The present study is, to our knowledge, the first to assess the effect of lumpectomy defect closure on patient-reported quality of life. Its limitations include the retrospective design and the potential for selection bias, as the decision for closure of the lumpectomy defect was at the discretion of the surgeon. Additionally, there could be variability between the 15 surgeons on closure of defect technique that may affect patient- and surgeon-reported satisfaction and cosmetic outcome. Furthermore, the study only included patients who had completed the BREAST-Q at the preoperative visit and 2-year follow-up. It is unknown if the decision not to complete the BREAST-Q correlates in either direction with overall satisfaction. As BCS with radiation has been shown to be oncologically safe and equivalent to mastectomy1-3, and to yield better patient-reported outcomes as compared to mastectomy4-5, it is essential to continue to evaluate methods to improve outcomes and reported satisfaction.
Conclusions
Our results suggest that defect closure compensates for the greater lumpectomy-to-total breast volume ratio among patients in whom this procedure was pursued in terms of patient satisfaction. Furthermore, defect closure is associated with clinically relevant improvement in SexWB scores, although it was not a predictor of improvement in these scores on MVA. Improved sexual well-being satisfaction scores may reflect the patient’s acceptance of the final cosmetic result and reflect their comfort of being a sexual partner.
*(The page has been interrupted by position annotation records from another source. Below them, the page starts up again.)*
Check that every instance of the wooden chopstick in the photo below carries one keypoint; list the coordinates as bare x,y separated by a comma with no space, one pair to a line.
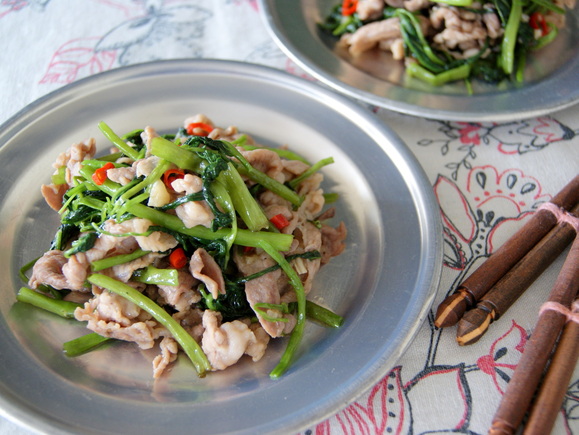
507,290
554,386
451,309
526,377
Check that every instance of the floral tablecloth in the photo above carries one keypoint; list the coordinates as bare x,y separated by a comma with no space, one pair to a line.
488,177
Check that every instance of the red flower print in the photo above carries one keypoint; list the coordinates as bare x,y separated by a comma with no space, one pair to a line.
76,59
384,410
504,356
469,133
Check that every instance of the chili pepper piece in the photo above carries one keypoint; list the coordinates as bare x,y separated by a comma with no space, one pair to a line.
177,258
349,7
280,221
171,175
537,21
199,125
100,175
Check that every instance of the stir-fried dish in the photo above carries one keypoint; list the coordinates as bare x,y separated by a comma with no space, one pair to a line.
200,242
448,40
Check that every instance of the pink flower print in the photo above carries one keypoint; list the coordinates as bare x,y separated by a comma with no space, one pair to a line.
530,135
456,212
7,6
426,411
510,191
384,410
504,356
469,133
76,59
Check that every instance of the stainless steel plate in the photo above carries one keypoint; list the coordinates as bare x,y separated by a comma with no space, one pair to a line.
551,75
383,284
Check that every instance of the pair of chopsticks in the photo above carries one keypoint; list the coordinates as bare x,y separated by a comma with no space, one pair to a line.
491,289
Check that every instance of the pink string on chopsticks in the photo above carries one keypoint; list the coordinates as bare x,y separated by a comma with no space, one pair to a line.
563,216
572,314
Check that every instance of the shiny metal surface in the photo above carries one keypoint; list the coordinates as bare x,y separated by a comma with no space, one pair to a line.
551,74
384,283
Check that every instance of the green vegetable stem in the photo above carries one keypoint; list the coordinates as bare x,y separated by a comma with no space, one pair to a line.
185,340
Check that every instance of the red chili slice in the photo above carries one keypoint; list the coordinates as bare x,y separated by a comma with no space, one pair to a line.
349,7
171,175
177,258
280,221
537,21
206,129
100,175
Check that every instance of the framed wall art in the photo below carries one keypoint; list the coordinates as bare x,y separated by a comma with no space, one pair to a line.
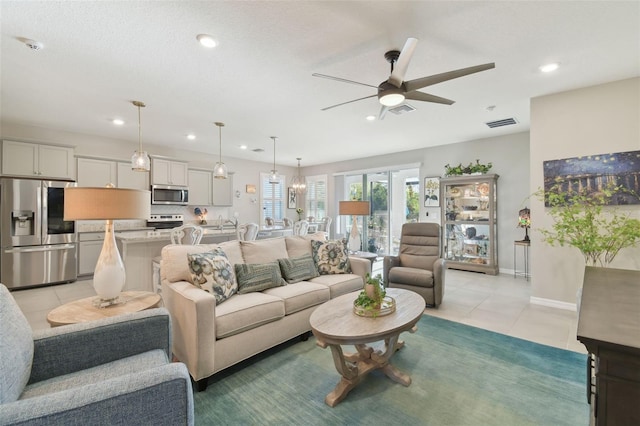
592,173
292,198
432,192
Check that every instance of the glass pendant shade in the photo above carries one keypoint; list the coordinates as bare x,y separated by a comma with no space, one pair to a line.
140,161
220,169
273,174
298,182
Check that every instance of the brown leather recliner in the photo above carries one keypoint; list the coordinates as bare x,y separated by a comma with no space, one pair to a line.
418,266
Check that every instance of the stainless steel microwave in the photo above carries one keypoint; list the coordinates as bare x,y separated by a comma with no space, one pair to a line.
168,194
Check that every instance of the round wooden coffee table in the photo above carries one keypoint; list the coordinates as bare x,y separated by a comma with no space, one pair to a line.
335,324
83,310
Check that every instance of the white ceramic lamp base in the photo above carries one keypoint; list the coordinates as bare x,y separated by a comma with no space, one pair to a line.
109,276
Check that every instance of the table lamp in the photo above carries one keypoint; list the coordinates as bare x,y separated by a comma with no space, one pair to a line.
524,221
355,209
108,204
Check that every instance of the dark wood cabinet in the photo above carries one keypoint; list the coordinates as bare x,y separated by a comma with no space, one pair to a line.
609,327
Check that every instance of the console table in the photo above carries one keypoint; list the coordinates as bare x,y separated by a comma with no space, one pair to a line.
609,327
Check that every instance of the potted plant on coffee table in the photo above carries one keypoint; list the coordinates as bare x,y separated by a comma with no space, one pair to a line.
372,300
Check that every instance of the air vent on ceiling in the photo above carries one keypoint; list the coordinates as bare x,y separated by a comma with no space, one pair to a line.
402,109
503,122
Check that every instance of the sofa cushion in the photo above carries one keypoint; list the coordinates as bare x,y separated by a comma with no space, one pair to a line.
246,311
339,284
258,276
212,272
16,344
299,245
300,296
411,276
174,266
331,257
296,269
263,251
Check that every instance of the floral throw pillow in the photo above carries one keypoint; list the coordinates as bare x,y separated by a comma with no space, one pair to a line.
212,272
331,257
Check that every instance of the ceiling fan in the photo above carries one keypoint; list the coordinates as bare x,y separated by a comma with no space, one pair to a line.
395,90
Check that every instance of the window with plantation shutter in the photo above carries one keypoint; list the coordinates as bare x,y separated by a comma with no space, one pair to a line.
273,197
316,196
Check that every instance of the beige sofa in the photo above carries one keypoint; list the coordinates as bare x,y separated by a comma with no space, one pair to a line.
209,338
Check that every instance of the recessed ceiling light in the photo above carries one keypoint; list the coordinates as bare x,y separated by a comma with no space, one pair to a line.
206,40
549,67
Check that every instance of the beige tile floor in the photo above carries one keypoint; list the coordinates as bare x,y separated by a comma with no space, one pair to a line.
497,303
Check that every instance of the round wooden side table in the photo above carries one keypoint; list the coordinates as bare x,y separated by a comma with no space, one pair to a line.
83,310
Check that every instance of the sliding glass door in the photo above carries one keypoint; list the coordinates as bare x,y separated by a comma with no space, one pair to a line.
394,199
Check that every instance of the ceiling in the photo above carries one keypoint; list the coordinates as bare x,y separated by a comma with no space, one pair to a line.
98,56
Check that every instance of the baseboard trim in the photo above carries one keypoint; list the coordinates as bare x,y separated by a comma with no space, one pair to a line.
553,303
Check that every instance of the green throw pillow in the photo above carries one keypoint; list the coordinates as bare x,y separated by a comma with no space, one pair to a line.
296,269
331,257
212,272
258,276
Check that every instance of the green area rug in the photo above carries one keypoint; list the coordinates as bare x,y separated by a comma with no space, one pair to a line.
461,375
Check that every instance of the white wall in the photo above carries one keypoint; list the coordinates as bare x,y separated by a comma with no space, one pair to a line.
594,120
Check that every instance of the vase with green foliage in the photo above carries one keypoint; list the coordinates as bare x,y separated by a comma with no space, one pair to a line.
585,220
371,296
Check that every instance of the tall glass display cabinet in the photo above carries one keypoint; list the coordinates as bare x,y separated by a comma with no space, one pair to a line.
470,234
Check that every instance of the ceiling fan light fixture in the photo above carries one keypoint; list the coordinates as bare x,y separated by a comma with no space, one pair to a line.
391,98
220,169
140,161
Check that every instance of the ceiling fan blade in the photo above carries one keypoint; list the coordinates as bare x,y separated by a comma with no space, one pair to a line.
383,112
342,80
401,65
348,102
419,83
425,97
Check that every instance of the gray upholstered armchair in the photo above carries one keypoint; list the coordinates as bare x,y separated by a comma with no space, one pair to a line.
418,266
112,371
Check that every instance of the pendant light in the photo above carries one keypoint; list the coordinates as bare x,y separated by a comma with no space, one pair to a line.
220,169
273,175
140,161
298,182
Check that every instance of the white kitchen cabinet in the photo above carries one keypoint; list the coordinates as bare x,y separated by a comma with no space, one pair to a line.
223,191
130,179
95,172
37,160
168,172
200,187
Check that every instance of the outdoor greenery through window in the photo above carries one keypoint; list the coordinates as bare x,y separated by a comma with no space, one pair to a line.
273,197
316,196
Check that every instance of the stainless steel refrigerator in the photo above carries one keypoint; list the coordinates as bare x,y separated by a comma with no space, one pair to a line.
37,245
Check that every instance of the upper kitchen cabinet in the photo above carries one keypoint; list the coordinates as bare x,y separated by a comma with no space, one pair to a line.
200,187
37,160
223,191
169,172
95,172
127,178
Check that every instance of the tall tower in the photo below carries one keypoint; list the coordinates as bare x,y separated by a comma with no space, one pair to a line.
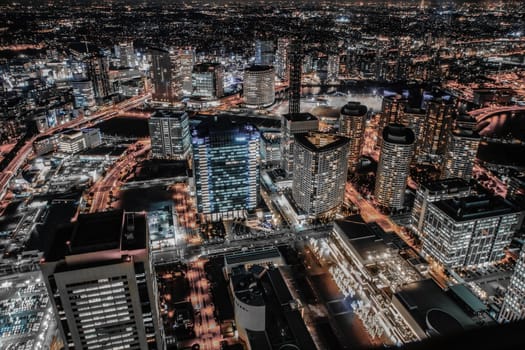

Our results support the continued use of level 1 oncoplastic techniques and raise questions for future research regarding the factors influencing the decision to pursue defect closure and its relationship with patient-reported outcomes, particularly sexual well-being, over the long term.
Synopsis:
Here we determined if partial mastectomy defect repair improved patient satisfaction 2 years postoperatively. Despite a larger lumpectomy-to-breast volume ratio, patients whose defects were repaired had equivalent satisfaction to those whose defects were not. Defect closure was associated with clinically relevant improvement in sexual well-being.
ACKNOWLEDGEMENTS
This study was presented in poster format at the 24th Annual Meeting of the American Society of Breast Surgeons, April 26-30, 2023, Boston, MA, and the preparation of this study was supported in part by NIH/NCI Cancer Center Support Grant P30CA008748 to Memorial Sloan Kettering Cancer Center. Sixth author Dr. Katja Pinker-Domenig has served on speaker bureaus for Bayer, Siemens Healthineers, Olea Medical, and Roche, and has provided consulting/advisory services for Genentech, Merantix Healthcare, AURA Health Technologies GmbH, and Guerbet. No other authors have relationships with outside entities to disclose. We thank Jessica Moore of Memorial Sloan Kettering Cancer Center for provision of editorial support.